Written by Rickdatech
After water washing our biodiesel has an orange juice color to it that indicates it's full of water. We must remove that water before using it in a diesel engine or risk damaging the engine. The oldest method of drying or dessicating biodiesel is settling. In this method the water settles to the bottom of the tank over time. If you have well washed, high conversion biodiesel and live in a relatively dry area, then it works well.
The pictures above show a couple gallons of well washed, high conversion biodiesel drying on top of it's last wash water. The first photo was just as the bubbler wash was stopped. The last photo is an hour later. Note that with settling, you do not have to remove the water before drying. You can read newsprint through the dried biodiesel on the right. Notice that it turns a darker color as it dries. You can often see a layer of darker biodiesel on top of your batch a few minutes after you stop washing. That's a good indication that you've washed your biodiesel enough. I cheated a little to get it to dry so fast. The final bubble wash was two days continuous. That would be like bubbling a full batch for a week. Not sure why, but extended bubbling on the final wash can really speed up drying by settling. It can also make the fuel acidic.

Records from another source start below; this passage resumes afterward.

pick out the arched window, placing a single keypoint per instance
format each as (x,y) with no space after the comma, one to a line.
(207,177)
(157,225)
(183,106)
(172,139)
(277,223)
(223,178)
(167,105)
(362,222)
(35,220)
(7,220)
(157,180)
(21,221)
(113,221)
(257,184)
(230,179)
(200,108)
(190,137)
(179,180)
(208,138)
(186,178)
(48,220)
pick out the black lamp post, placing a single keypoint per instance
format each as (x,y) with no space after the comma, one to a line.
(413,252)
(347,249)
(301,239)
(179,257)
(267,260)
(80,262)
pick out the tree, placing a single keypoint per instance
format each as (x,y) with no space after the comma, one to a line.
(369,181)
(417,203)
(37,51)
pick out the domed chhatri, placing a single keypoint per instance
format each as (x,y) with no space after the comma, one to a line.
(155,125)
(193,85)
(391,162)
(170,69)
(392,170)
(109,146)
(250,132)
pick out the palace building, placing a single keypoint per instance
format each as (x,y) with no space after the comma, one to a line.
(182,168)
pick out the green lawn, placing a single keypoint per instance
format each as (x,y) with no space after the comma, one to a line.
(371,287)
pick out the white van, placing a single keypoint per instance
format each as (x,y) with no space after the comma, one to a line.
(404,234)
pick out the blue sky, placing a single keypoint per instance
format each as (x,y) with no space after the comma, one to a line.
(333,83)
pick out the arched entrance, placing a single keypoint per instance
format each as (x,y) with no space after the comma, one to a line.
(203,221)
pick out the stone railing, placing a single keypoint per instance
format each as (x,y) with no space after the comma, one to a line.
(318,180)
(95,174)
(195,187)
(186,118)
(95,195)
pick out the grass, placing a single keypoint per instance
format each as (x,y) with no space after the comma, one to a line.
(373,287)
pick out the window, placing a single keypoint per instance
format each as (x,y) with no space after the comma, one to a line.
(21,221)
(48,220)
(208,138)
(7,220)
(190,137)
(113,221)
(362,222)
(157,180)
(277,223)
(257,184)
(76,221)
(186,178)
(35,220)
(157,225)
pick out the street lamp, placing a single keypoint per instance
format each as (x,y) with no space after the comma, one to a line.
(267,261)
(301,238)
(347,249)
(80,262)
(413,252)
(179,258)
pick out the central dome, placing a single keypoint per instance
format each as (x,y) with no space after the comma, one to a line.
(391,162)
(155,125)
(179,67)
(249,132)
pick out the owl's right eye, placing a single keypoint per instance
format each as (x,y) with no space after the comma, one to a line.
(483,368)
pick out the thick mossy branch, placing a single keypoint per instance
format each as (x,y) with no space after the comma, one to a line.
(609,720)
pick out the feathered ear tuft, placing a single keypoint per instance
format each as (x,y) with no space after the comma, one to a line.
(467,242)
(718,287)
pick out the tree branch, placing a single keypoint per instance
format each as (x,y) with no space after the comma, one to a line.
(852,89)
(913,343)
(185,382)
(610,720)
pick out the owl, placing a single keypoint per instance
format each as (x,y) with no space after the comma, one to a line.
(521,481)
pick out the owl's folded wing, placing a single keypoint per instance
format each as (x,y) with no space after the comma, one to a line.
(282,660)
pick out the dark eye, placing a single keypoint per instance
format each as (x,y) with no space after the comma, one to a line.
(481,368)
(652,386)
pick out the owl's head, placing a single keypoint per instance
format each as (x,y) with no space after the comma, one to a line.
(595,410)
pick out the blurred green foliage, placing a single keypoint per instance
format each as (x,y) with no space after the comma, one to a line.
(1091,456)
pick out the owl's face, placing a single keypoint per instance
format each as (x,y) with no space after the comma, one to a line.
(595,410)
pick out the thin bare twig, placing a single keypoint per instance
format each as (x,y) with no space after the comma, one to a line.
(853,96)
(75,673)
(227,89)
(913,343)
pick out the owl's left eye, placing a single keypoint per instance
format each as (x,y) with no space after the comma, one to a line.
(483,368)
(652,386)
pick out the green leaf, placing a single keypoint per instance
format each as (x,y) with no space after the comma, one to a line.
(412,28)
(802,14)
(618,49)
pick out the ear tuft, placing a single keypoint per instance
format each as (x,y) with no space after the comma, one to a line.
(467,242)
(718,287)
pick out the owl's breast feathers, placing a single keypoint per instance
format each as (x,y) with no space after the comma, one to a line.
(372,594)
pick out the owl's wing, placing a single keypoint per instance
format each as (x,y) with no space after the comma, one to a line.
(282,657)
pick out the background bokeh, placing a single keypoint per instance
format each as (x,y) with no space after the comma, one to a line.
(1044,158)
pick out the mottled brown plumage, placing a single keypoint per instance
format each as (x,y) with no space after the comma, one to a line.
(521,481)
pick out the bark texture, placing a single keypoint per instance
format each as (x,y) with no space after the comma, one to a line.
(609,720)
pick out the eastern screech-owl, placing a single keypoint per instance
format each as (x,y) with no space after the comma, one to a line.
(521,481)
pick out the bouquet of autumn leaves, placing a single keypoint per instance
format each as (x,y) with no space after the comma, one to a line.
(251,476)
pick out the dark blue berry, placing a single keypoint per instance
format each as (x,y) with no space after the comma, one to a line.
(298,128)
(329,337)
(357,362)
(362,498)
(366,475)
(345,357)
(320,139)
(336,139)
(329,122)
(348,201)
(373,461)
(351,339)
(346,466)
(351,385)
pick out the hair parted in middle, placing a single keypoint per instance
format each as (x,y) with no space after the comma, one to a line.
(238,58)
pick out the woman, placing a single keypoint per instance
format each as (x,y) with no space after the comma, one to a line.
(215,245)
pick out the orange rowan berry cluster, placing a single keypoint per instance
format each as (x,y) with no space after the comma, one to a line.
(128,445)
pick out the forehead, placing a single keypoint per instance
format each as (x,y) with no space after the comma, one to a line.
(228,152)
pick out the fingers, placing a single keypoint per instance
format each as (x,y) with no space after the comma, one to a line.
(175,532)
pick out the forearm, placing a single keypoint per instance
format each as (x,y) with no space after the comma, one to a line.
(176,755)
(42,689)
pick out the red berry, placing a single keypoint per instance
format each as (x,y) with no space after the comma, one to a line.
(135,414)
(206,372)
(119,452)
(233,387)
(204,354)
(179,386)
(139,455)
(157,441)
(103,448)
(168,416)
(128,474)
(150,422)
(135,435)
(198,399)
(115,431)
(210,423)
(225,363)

Low conversion biodiesel contains an elevated level of monoglycerides that are hygroscopic or water absorbing. What that means is that low conversion biodiesel will literally suck the water out of the air. The higher the humidity the faster it will soak up water from the air.
Raften from Infopop uses this setup. The bubbler pushes the water into the top of the drum and the fan pushes it out. When it's cold or he is in a hurry, he will speed things up by using a water heater element to heat the bio up to about 130°F before adding the bubbler. The fan blows fresh air down into the drum and the wet air goes out through the hole in the plywood.

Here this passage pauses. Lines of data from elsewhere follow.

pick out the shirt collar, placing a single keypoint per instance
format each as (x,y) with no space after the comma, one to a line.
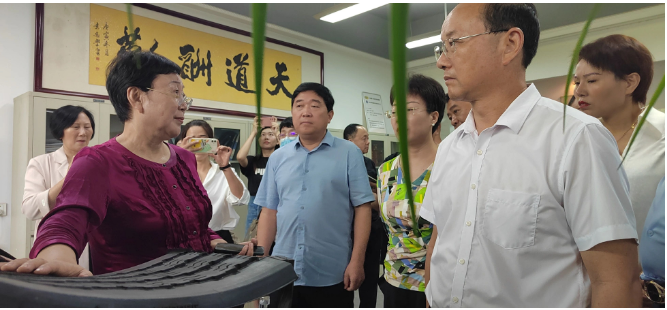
(328,140)
(515,115)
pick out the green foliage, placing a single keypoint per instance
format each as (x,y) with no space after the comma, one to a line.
(575,56)
(656,94)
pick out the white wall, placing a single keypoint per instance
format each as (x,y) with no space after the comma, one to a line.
(17,32)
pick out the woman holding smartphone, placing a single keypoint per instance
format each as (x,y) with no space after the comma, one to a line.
(253,166)
(223,185)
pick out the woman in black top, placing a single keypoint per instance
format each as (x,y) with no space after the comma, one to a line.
(253,166)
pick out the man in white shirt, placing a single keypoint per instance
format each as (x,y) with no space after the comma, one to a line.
(527,213)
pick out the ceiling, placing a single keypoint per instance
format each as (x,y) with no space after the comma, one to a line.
(369,32)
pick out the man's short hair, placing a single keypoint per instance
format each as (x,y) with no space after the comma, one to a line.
(621,55)
(286,123)
(430,91)
(137,69)
(319,89)
(350,131)
(499,16)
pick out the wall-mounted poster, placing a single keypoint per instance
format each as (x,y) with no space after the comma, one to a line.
(76,41)
(213,67)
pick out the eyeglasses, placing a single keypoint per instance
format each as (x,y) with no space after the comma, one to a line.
(449,47)
(392,114)
(182,100)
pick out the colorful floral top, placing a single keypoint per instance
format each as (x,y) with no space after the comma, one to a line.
(406,253)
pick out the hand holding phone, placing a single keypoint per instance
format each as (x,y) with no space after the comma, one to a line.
(266,121)
(205,145)
(234,249)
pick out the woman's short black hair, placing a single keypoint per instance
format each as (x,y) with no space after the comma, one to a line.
(350,131)
(319,89)
(430,91)
(197,122)
(64,117)
(286,123)
(137,69)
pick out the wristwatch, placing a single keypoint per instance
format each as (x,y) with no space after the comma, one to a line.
(225,167)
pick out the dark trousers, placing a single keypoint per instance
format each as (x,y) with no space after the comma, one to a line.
(368,289)
(226,235)
(334,296)
(395,297)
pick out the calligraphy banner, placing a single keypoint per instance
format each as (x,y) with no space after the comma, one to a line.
(213,67)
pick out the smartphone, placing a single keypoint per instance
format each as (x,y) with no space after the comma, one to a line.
(266,121)
(205,145)
(234,249)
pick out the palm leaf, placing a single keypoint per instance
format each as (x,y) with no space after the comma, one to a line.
(656,94)
(575,56)
(133,36)
(258,11)
(398,37)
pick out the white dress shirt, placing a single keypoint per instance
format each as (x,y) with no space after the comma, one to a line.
(645,165)
(224,216)
(516,204)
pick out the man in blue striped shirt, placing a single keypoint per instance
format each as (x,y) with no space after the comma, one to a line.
(314,193)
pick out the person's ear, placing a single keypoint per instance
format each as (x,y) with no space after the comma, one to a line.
(512,45)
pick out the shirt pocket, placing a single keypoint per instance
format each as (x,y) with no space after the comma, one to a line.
(510,218)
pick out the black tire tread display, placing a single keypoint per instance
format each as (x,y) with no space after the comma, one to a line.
(177,279)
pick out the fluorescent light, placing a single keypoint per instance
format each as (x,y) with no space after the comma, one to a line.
(424,41)
(351,11)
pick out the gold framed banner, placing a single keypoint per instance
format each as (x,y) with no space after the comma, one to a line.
(213,67)
(76,41)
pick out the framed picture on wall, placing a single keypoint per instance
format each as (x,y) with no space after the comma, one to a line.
(75,43)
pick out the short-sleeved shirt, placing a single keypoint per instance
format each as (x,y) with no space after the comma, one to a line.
(130,209)
(652,244)
(371,171)
(254,171)
(406,253)
(315,193)
(517,203)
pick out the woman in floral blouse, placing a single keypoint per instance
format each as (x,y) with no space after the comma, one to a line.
(403,282)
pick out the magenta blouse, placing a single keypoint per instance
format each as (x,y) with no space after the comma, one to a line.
(130,210)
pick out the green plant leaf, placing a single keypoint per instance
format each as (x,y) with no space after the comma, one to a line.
(656,94)
(133,36)
(258,11)
(398,37)
(575,56)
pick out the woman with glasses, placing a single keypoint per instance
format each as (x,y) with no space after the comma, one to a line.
(253,166)
(223,186)
(403,282)
(134,197)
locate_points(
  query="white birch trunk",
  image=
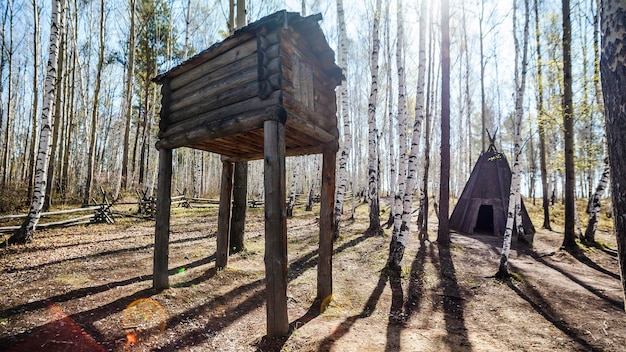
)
(402, 122)
(25, 233)
(590, 232)
(342, 95)
(401, 228)
(514, 194)
(372, 165)
(197, 172)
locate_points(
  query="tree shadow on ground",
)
(531, 295)
(253, 301)
(88, 291)
(453, 301)
(108, 253)
(581, 257)
(369, 307)
(593, 290)
(401, 311)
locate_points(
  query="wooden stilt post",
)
(238, 217)
(275, 229)
(223, 220)
(162, 227)
(327, 201)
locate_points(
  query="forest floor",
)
(89, 289)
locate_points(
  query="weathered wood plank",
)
(58, 212)
(223, 220)
(228, 86)
(307, 114)
(222, 73)
(213, 101)
(199, 133)
(236, 52)
(318, 149)
(162, 228)
(214, 118)
(275, 229)
(308, 128)
(327, 200)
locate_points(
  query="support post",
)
(327, 201)
(162, 228)
(223, 220)
(240, 205)
(275, 229)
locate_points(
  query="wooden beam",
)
(236, 49)
(275, 229)
(238, 218)
(223, 220)
(327, 205)
(162, 228)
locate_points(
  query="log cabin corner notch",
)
(265, 92)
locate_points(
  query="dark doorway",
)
(484, 221)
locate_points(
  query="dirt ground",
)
(89, 289)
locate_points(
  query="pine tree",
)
(613, 68)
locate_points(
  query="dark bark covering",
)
(613, 68)
(443, 235)
(569, 240)
(238, 217)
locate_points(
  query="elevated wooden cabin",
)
(265, 92)
(279, 67)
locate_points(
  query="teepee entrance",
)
(484, 222)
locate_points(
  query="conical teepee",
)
(484, 202)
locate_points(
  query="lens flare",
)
(143, 319)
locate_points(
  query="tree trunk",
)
(541, 124)
(6, 173)
(294, 186)
(514, 193)
(613, 68)
(94, 112)
(35, 107)
(372, 167)
(26, 231)
(569, 240)
(443, 233)
(238, 215)
(402, 129)
(401, 229)
(58, 112)
(128, 95)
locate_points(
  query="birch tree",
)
(95, 111)
(128, 94)
(594, 202)
(35, 106)
(402, 126)
(6, 173)
(569, 239)
(26, 231)
(372, 165)
(342, 97)
(613, 68)
(401, 228)
(443, 233)
(541, 126)
(514, 193)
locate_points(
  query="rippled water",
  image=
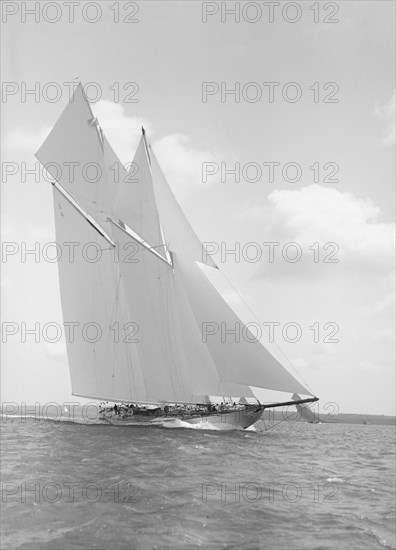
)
(295, 486)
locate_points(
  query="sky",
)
(153, 72)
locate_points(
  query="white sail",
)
(177, 364)
(93, 303)
(178, 233)
(77, 155)
(243, 361)
(135, 203)
(134, 319)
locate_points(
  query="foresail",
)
(102, 365)
(243, 361)
(135, 203)
(79, 157)
(178, 233)
(177, 365)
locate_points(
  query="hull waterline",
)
(218, 420)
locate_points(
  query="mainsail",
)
(133, 297)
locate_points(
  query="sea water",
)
(287, 485)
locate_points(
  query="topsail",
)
(141, 300)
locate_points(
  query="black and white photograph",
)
(198, 275)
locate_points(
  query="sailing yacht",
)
(134, 296)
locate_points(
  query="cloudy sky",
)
(345, 198)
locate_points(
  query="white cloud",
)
(386, 112)
(181, 162)
(23, 140)
(322, 214)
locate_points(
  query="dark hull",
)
(216, 420)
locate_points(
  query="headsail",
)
(138, 317)
(177, 365)
(178, 233)
(243, 361)
(135, 203)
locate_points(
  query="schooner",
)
(139, 292)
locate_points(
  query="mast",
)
(162, 296)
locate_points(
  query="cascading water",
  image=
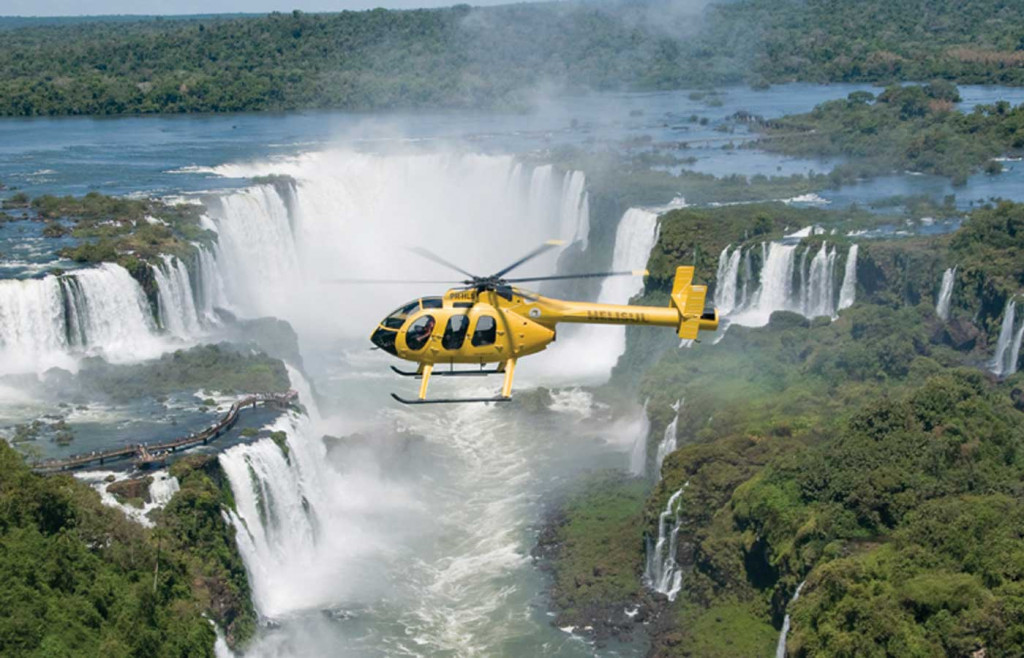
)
(352, 215)
(174, 295)
(818, 292)
(662, 572)
(576, 209)
(49, 321)
(780, 647)
(638, 454)
(210, 294)
(593, 350)
(669, 441)
(848, 292)
(790, 279)
(945, 294)
(1009, 344)
(728, 277)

Biodiesel that is poorly washed will also be hygroscopic due to the soap and trace methanol still in the biodiesel. When using settling to dry your biodiesel it is important to wash your biodiesel until it dries easily. To determine if it will dry easily, take a small sample and sit it on the shelf. If the biodiesel clears up quickly then your done with washing and ready to settle dry. Just remember that the smaller the sample the faster it will dry. A 20ml sample may take 5 minutes to dry, while a 40 gallon batch may take several days.

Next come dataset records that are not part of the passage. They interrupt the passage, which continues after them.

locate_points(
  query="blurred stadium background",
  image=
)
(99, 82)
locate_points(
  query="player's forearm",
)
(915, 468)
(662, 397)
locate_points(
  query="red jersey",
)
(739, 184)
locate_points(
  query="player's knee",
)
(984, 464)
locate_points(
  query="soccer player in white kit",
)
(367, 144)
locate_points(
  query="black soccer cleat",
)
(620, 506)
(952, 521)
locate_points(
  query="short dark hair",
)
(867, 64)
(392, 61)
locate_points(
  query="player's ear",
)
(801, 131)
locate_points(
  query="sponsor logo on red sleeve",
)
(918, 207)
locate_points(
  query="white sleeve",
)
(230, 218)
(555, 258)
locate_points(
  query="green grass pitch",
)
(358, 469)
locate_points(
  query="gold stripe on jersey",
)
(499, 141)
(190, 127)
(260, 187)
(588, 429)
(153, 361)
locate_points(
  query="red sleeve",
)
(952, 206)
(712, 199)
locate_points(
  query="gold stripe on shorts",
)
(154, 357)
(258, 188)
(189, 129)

If you live in muggy wet area, the biodiesel may not dry using settling. The high humidity forces water into the biodiesel faster than it can settle out. In this case we need to look at more active drying methods. With Active drying we set the conditions so that the water evaporates quickly out of the biodiesel. The first trick is to increase the surface are of the biodiesel. Water will evaporate from the biodiesel into the air at a fixed rated per area of surface depending on the biodiesel's desire to give off vapor and the air's desire to take it. Doubling the surface area will double the overall rate of evaporation. The methods most often used to increase surface area are bubbling the biodiesel with air, and pumping the biodiesel through a sprayer or on the side of the drum.
The pictures above, donated by Legal Eagle of B100wh.com, show a spray type dry tank. The FF-316 Stainless Steel 145° Flat Fan nozzle from Bete provides for the increase in surface area. The bypass valve on the nozzle manifold allows adjustment of the spray pattern. The fan keeps fresh low humidity air above the biodiesel for rapid evaporation. The spear heater is used to heat the biodiesel.
We can also alter the biodiesel's desire to give off vapor by heating it. This is often done with either inline or tank mounted immersion heating elements. Heating the wet biodiesel with electric heat is very efficient and the most common way of adding heat. Heating with stirring and a good movement of fresh air over the biodiesel will usually result in drying a full batch in 30 minutes to a couple of hours.
To obtain the fastest drying we can heat the air over the biodiesel. Heating the air increases the air's desire to soak up water. When we heat air, we reduce it's relative humidity making more room for more water. The simplest way I've seen of heating the air, is to stick a hot air gun in the 2" bung of a drum. Heating air is expensive and is not often used except as last addition in areas where high humidity is a problem. As an alternative to heating the air, one ingenious home brewer put his dry tank in a small room with a dehumidifier. The water from the dehumidifier was then filtered and used as wash water on the next batch.
BobAbbey from infopop makes his sprayer out of 1/2" vinyl tubing with 1/8" holes every 4" supplied by an HF pump. A heating element is used in the tank to boost the temperature when necessary.